UnitedHealth's headquarters in Minnetonka, Minnesota. Credit: UnitedHealth

Optum — an arm of UnitedHealth — employed about 6,170 of the 239,138 primary care physicians who billed Medicare in 2023, or 4% of the total, according to a new Health Affairs Scholar paper.

Affiliates of UnitedHealth and other large insurers employed about 6.8% of the physicians who billed Medicare.

Elevance Health — the parent of Anthem Blue Cross — employed 1.5% of the total, Humana employed 1%, CVS Health's Aetna unit employed 0.3% and Cigna employed 0.1%.

Related: Private investors pumping billions into primary care

Loren Adler, a Brookings Institution researcher, led the team that wrote the article.

The team came up with the figures by analyzing Medicare program data. The authors did not look at figures for physicians who bill commercial health plans, but they likely reflect most primary care physicians in the United States, because Medicare program managers have estimated that 98% of U.S. physicians take Medicare.

The backdrop: A "vertical integration" deal involves efforts by one or more vendors to combine with one or more of their suppliers.

Defenders of vertical integration involving health insurers and health care providers have argued that at least some of the deals may improve the cost and quality of care in at least some markets. In 2018, for example, Ken Pokalsky, a vice president with the Business Council of New York State, wrote to the U.S. Justice Department Antitrust Division to support the CVS acquisition of Aetna. Pokalsky predicted that the deal would help CVS and Aetna hold down premiums, improve preventive care and improve primary care.

But Sen. Elizabeth Warren, D-Mass, suggested in January in a public letter to Elon Musk, who then was overseeing efforts by the administration of President Donald Trump to streamline the federal government, that the government should consider breaking up UnitedHealth because of its dominant size and breadth.

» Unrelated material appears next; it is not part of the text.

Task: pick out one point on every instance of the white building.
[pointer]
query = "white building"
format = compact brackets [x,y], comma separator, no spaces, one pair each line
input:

The researchers' views: The Adler team did not look in the new paper at the impact of vertical integration on the cost, availability or quality of primary care.

In May 2023, Adler told members of the House Energy and Commerce Committee's Health Subcommittee that vertical integration in health care could have both positive and negative effects.

Adler and his colleagues do recommend in the new paper that policymakers and other researchers look into the impact of vertical integration on the primary care market.

Vertical integration could "give insurers an advantage over competing health plans by steering patients toward their own services or making it harder for other insurers to contract with their physician groups," the authors wrote. "Additionally, payer acquisitions can directly reduce competition in local physician markets, potentially leading to higher prices or less choice for patients."